The above might sound stupid. Here are some brief calculations:
There are 30000 hidden services and 3000 HSDirs. The recent tech report shows that each HSDir is responsible for about 150 hidden services. This means that there are about 150 numbers that get smudged together every time. If *most* of those 30k hidden services are tiny non-popular ones, there is a non-negligible chance that most of those 150 numbers are also going to be tiny, which means that any moderately big number will stand out. And for every measurement period, there are 9 relays that have a chance of making this number stand out.
Another issue here is that if you assume that the popularity of hidden services doesn't change drastically overnight, and you believe in the above paragraph, it's even possible to track the popularity of hidden services even if you don't know their actual popularity value. To do that, everyday you check the reported measurements to check if there are any numbers close to yesterday's numbers. If this consistently happens over a few days, you can be pretty confident that you have found the popularity of a hidden service.
To take this stupidity one step further, you can model this whole thing as a system of 3000 equations with 150 unknown variables each. Each day you get a new system of equations. It wouldn't surprise me if the value of most variables is negligible (tiny hidden services) which can be ignored. Everytime you find the popularity of a hidden service, you learn the value of another variable.
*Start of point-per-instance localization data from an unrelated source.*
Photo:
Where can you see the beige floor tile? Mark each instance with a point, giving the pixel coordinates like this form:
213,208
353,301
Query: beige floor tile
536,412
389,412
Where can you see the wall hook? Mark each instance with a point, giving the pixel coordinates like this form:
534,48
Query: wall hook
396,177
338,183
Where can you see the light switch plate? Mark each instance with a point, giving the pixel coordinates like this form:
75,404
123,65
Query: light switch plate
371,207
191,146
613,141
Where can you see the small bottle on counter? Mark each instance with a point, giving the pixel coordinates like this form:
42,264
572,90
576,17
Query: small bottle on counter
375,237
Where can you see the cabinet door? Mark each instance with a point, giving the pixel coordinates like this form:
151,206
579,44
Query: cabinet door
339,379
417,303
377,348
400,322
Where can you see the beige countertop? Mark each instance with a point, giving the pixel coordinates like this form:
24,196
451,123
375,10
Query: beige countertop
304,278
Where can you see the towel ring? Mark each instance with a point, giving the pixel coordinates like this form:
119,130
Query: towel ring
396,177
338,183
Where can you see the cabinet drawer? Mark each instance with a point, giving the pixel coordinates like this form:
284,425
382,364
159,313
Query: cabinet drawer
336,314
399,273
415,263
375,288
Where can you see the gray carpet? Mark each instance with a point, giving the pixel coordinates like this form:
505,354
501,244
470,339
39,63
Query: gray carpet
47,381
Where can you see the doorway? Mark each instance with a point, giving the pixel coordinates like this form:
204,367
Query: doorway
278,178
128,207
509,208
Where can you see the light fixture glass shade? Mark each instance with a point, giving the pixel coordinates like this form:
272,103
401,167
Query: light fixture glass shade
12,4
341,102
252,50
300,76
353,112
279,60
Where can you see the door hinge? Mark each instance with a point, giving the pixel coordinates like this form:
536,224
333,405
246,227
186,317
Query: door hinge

If you assume that only 300 hidden services generate a substantial amount of HSDir requests, how many days do you need to find the value of those 300 variables?
Unfortunately, this is one of the worries that is hard to address without first making the whole thing and seeing how the actual numbers look like...
- And even if all the above is garbage, I'm still a bit concerned
about the fact that the popularity of the *most popular* hidden service will be trackable using the above scheme. That's because the most popular hidden service will almost always dominate the other measurements.
- Also, the measurement period will have to change. Currently, each
relay sends its extrainfo descriptor every 24 hours. For the AnonStats1 scheme to work, the measurement period needs to be non-deterministic, otherwise the StatsAuth can link relay measurements over different days based on when they reported stats.